Harlem Children's Zone, Is It Working?

Geoffrey Canada's charter-based educational organization, Harlem Children's Zone, has won awards from just about everyone, including fawning portrayals on 60 Minutes, and in the recent documentary, "Waiting for Superman." All of those plaudits have generated large donations to Canda's network of schools and family service agencies. The Obama administration has even singled out the program as a model for a national network of charter programs as part of a long-term educational strategy.

Well, a February article in City Limits raised some questions about how successful the program has been. And now, the New York Times offers its take on whether HCZ is living up to its hype.

"The jury is still out on its overall impact," the Times notes. "And its cost -- around $16,000 per student in the classroom each year, as well as thousands of dollars in out-of-class spending -- has raised questions about its utility as a nationwide model."

Moreover, the schools' test scores dropped, according to the Times article.
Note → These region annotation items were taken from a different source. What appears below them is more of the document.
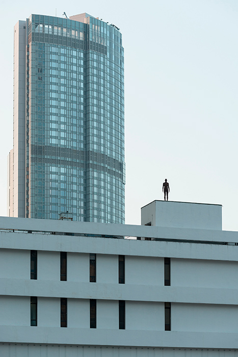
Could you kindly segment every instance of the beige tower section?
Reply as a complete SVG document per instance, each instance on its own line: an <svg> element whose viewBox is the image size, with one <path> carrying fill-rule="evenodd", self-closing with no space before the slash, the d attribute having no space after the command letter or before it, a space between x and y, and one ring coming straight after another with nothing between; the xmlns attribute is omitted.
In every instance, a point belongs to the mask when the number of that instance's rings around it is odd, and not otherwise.
<svg viewBox="0 0 238 357"><path fill-rule="evenodd" d="M13 149L8 156L8 215L25 217L26 23L14 27Z"/></svg>

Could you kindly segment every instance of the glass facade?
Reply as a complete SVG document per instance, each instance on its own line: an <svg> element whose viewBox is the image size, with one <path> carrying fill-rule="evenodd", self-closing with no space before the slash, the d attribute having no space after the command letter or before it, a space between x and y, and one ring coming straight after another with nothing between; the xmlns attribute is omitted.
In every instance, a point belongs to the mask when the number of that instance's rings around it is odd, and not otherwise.
<svg viewBox="0 0 238 357"><path fill-rule="evenodd" d="M25 217L123 223L121 34L85 22L27 20Z"/></svg>

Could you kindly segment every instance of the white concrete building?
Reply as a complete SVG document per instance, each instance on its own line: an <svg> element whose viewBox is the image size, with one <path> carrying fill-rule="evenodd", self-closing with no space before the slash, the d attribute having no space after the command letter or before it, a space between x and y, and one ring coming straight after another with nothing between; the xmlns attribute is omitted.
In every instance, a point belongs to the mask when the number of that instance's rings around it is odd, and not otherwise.
<svg viewBox="0 0 238 357"><path fill-rule="evenodd" d="M238 355L221 209L155 201L141 226L0 217L0 356Z"/></svg>

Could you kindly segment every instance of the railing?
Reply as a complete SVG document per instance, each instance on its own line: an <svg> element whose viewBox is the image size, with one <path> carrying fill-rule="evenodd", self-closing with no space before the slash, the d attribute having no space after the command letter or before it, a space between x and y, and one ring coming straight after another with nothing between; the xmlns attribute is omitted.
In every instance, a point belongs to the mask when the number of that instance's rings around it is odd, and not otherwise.
<svg viewBox="0 0 238 357"><path fill-rule="evenodd" d="M194 240L189 239L176 239L173 238L150 238L145 237L136 237L132 236L118 236L114 235L106 235L99 234L95 233L79 233L74 232L54 232L50 231L34 231L34 230L25 230L20 229L12 229L11 228L0 228L0 232L5 232L9 233L24 233L30 234L43 234L49 235L59 235L59 236L72 236L74 237L94 237L100 238L111 238L113 239L126 239L133 240L140 240L144 241L153 241L153 242L173 242L178 243L195 243L196 244L215 244L219 245L233 245L238 246L238 242L219 242L215 241L205 241L205 240Z"/></svg>

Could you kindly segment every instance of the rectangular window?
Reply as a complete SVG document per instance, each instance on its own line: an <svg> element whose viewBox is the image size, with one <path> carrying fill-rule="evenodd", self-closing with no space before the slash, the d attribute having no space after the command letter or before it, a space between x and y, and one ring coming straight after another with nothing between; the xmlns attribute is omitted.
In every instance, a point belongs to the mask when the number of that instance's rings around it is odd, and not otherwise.
<svg viewBox="0 0 238 357"><path fill-rule="evenodd" d="M165 302L165 330L171 330L171 304Z"/></svg>
<svg viewBox="0 0 238 357"><path fill-rule="evenodd" d="M165 258L165 285L170 286L170 258Z"/></svg>
<svg viewBox="0 0 238 357"><path fill-rule="evenodd" d="M90 254L90 282L96 283L96 254Z"/></svg>
<svg viewBox="0 0 238 357"><path fill-rule="evenodd" d="M31 326L37 326L37 298L31 297Z"/></svg>
<svg viewBox="0 0 238 357"><path fill-rule="evenodd" d="M31 279L37 279L37 250L31 250Z"/></svg>
<svg viewBox="0 0 238 357"><path fill-rule="evenodd" d="M119 301L119 329L124 330L125 314L125 301L123 300L120 300Z"/></svg>
<svg viewBox="0 0 238 357"><path fill-rule="evenodd" d="M90 299L90 328L97 327L96 314L96 300Z"/></svg>
<svg viewBox="0 0 238 357"><path fill-rule="evenodd" d="M67 280L67 253L60 252L60 279L62 281Z"/></svg>
<svg viewBox="0 0 238 357"><path fill-rule="evenodd" d="M118 256L118 272L119 284L125 284L125 256Z"/></svg>
<svg viewBox="0 0 238 357"><path fill-rule="evenodd" d="M60 326L67 327L67 298L60 299Z"/></svg>

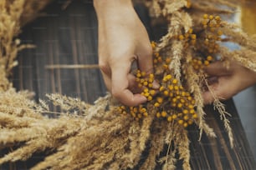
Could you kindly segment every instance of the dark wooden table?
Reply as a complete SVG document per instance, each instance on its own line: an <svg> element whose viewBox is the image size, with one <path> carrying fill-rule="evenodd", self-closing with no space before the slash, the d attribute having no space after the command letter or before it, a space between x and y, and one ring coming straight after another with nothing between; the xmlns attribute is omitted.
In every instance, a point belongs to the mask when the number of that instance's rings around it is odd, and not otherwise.
<svg viewBox="0 0 256 170"><path fill-rule="evenodd" d="M45 93L59 92L92 103L106 92L99 69L45 68L51 64L97 63L97 22L92 4L74 1L63 11L59 2L47 8L47 15L24 28L22 42L35 44L37 48L19 54L13 83L18 89L35 92L36 100L44 98ZM147 24L145 8L139 8L138 12ZM152 33L149 27L148 31ZM232 100L226 104L233 115L230 122L234 131L234 148L230 148L219 114L207 106L207 121L218 138L212 139L203 135L198 142L197 128L190 128L192 169L256 169L234 104ZM28 168L30 164L26 165Z"/></svg>

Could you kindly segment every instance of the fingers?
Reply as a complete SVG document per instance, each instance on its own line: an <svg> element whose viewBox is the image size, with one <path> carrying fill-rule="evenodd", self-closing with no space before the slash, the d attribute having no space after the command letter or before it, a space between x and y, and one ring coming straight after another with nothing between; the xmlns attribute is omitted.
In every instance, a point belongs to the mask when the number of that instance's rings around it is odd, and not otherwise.
<svg viewBox="0 0 256 170"><path fill-rule="evenodd" d="M141 94L133 94L129 90L130 68L131 62L112 67L111 92L120 102L127 106L136 106L146 102L146 98Z"/></svg>
<svg viewBox="0 0 256 170"><path fill-rule="evenodd" d="M137 53L138 67L146 74L153 72L152 48L151 45L144 47Z"/></svg>
<svg viewBox="0 0 256 170"><path fill-rule="evenodd" d="M224 76L231 74L232 70L228 69L222 62L215 62L204 69L209 76Z"/></svg>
Just 15 percent of 7th graders, in their third year in the program, passed the 2010 state English test

Just 38 percent of Promise Academy I students, one of the elementary schools operated by HCZ, passed the 2010 english. The Times says that places it in the "lower half of charter schools citywide," and even below the city's total passing number of 42 percent.

A Brookings' Institution researcher concluded that not even analysis that its approach actually worked; certainly not enough to justify a large infusion of federal funds, the Times said.

On the other hand, the Times quotes a senior fellow for a Washington think tank who says, "The fact that the impact has not been proven doesn't mean that it doesn't exist, because it is just very, very hard to prove something about an effort as multifaceted and interactive as this is."